First state law in decades to protect public health and the environment from factory farms

June 22, 2023
Center for Food Safety

Salem, OR - Yesterday the Oregon Legislature passed SB 85, a bill to reform the regulation of factory farms and temporarily close an exemption allowing use of drinking water for livestock without a permit or water right. This legislation is the first in decades to address the harms from mega-sized animal factories and their impacts to our critical water supply and public health. 

Center for Food Safety is a founder and leader of the Stand Up to Factory Farms (SUFF) coalition which has worked for years to secure a moratorium on new mega-dairies and other mega-sized factory farms. SUFF issued the following statement:

Stand Up to Factory Farms is grateful to the legislators that understand the factory farm influx facing Oregon and its contribution to the climate crisis, freshwater shortages, and public health crisis in the Lower Umatilla Basin. The version of SB 85 passed on June 21, 2023 is a small step forward in addressing these issues, and SUFF is committed to continue working with our elected officials and allies to protect Oregonians, secure vibrant rural economies, and ensure a livable environment for all communities across our great state. The work is far from over and we call on all communities to hold your representatives accountable to protecting our values: clean air and water for all, safe and fair jobs, humane treatment of animals, and a livable climate for future generations.
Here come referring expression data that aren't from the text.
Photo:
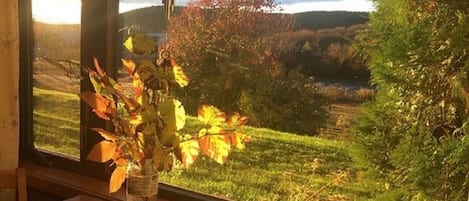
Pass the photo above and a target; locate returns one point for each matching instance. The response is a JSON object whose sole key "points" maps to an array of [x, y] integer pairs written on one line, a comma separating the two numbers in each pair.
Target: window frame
{"points": [[99, 39]]}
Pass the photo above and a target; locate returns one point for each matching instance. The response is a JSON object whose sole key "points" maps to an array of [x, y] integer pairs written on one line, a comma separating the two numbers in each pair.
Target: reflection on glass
{"points": [[56, 76]]}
SB 85 will prevent new large CAFOs from taking advantage of the archaic stockwater loophole that allowed factory farms to use precious groundwater without a water right or permit, for the next five years. It codifies the Oregon Department of Agriculture's multi-step permit process for surface and groundwater pollution (required for a CAFO to operate) to require a water supply plan reviewed by the Oregon Water Resources Department, tribal government and neighbor notification, and agency sign off on infrastructure before a CAFO is populated with animals. The bill further gives more authority to local counties to require setbacks in CAFO siting (previously a rubber stamp exercise), and crucially, it sets the stage for the Department of Environmental Quality to finally regulate air pollutants (like ammonia and methane) from factory farms. 

"Through years of advocacy and education, Oregon legislators are slowly understanding how many Oregonians–including farmers and people living nearby CAFOs–are harmed by the influx of mega-sized factory farms and that action needs to be taken now," said Amy van Saun, senior attorney at Center for Food Safety. "While SB 85 is a good first step, much more is needed to protect our air, water, climate, and impacted communities, and we will not stop until Salem takes seriously the impacts of industrial animal agriculture on public and environmental health."